Roba los sueños y hasta sus materializaciones. No deja rastro ni pruebas con sus jeringuillas y sus nieblas. Se lo lleva todo incluyendo los recuerdos. En la gran ciudad los adultos ya no  se acuerdan siquiera de cuál era su mejor juego.  Apuestan su dinero  sin llevar su canica favorita en el bolsillo. Han perdido la esperanza, camuflándola de suerte y desgracia. De las primera la mayoría de las veces no supera el cuarto de hora por las mañanas.

Después todo es sencillo. Te reclinas en tu asiento y esperas a que llegue el ocaso y sus falsos sueños. Te vas al sobre dejando el ancla echada para que no avances hacia tu destino. Todos los años renuevas el pasaporte, pero nunca ponen ningún sello. El tiempo no se demora por nadie, el tablero va  perdiendo su moteado característico y cuando el suelo es igual que el vientre de una bestia azabache, todos los luchadores pelean sin importar los colores, ni la reglas.

Luchan por el honor perdido y por las batallas perdidas, por todas esas princesas en manos de subnormales y en los pobres gilipollas que nunca conocerán a su pareja perfecta porque andan alelaos  buscando una naranja. Los del 82 siguen trabajando a pico y pala como perfectos mineros incorruptibles e inagotables. Pican y apuntalan camino al centro de la tierra con el anhelo de que ella les diga que si les esperaba.

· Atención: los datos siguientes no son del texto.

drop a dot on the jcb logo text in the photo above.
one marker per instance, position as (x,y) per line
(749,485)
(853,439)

El rey defiende su castillo con redes de hombres tejidos entre ellos,  son una cota de malla, tan resistente como lo sean sus corazones y su poder de convicción.  Los lunes por las mañanas todos saben mentir en el espejo, porque únicamente los sábados son capaces de confundir hasta a un reflejo. Cargas el arma con el cuidado de un amante que se prepara por su próximo encuentro. En la trinchera sigue haciendo frío, pero al este comienza a avanzar sus torcidos rayos.